John went through to the kitchens where two more women had arrived to take a turn at washing the pans and used soup bowls.
‘Jane, Catherine,’ John called to them. ‘Thank you for coming. I thought we might run out of mugs and bowls today. I’m afraid you will have a lot of dishes to wash…’
‘That’s what we’re here for,’ Catherine replied easily. ‘Yer know we don’t mind what we do fer yer…’
John smiled at them. He couldn’t manage the mission at all if it were not for his little band of volunteers. There were ten or twelve ladies of the parish who worked tirelessly at the mission, most of them war widows, performing whatever tasks he asked of them cheerfully and with no thought of reward, filling their lonely lives with good works.
‘You’re all angels,’ he told them and looked at his cooks, who were about to leave after finishing their job. ‘That was splendid, ladies.’
‘Anythin’ for you, Rev,’ Sal quipped with a cheeky grin. She winked at the women who had come in to deal with the washing-up. ‘Don’t do anythin’ I wouldn’t!’
‘That’s given us plenty of scope,’ Catherine responded and plunged her hands in soda and hot water as she started to clean the piles of soup bowls. ‘We can manage ’ere, Rev,’ she told John with a wink. ‘You’d best keep yer eye op
en out there in case they pinch the silver…’
‘I’d pinch it myself and sell it to buy Christmas treats if we had any…’ John retorted and grinned back. These women were the salt of the earth in his opinion and made his day seem worthwhile.
He walked back through to the large hall where the men and women were drinking tea now and talking. He could smell cigarette smoke and wondered where the money came from for such luxuries, but probably it was butts picked up from ashtrays in cafes, pulled apart and rolled in cigarette papers. Not many of the men looked as if they could afford to buy even a packet of five cigarettes or an ounce of tobacco for roll-ups.

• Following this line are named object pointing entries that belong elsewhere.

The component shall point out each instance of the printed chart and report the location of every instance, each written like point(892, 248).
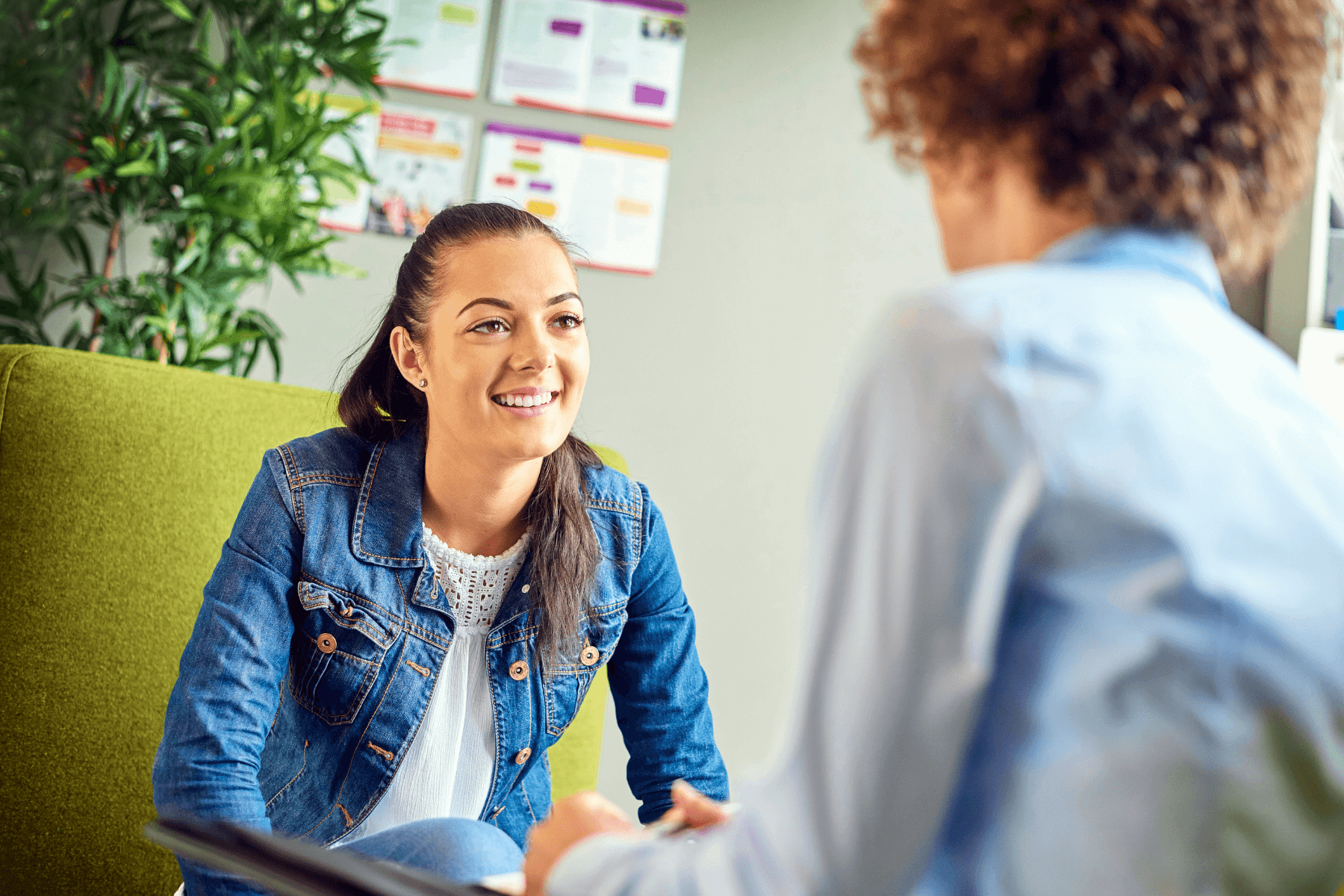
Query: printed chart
point(605, 195)
point(420, 168)
point(448, 50)
point(351, 206)
point(611, 58)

John frowned as he traced the man who was smoking. He was a large man with black hair and a thick dark beard sprayed with grey hairs, bushy eyebrows and filthy clothes. His eyes were a startling blue and looked rather wild, and he was a stranger. Hesitating for a moment, John walked over to him and offered his hand. ‘I haven’t seen you before, sir. Have you come to the area recently?’

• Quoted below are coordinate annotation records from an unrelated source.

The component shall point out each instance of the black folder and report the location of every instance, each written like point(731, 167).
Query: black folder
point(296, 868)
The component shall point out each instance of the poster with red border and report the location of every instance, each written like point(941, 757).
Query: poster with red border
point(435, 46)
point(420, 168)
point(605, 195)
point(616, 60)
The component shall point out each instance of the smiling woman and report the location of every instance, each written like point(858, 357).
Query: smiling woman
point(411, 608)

‘Yeah; I’ve bin walkin’ lookin’ fer work, but there ain’t none wherever yer go…’ His eyes narrowed menacingly. ‘What’s it to you?’
‘Nothing at all,’ John said mildly. ‘This mission is just for a hot meal I’m afraid, sir – but if you’re looking for a bed for the night I can give you an address.’
‘Mind yer own business,’ the man growled. ‘When I want yer advice I’ll ask fer it…’ He turned and walked off, his shoulders hunched.
There was no point in going after him. John hadn’t intended to offend, but the man wasn’t of this parish and not really entitled to come here at all, though John never turned anyone in need away. His intention had been to offer help to a stranger in giving him an address where he might find further help – but the man had taken offence. John shrugged. He seldom offered advice, but something had prompted him to speak to the stranger; now he wished he’d followed his usual path and let the man come to him.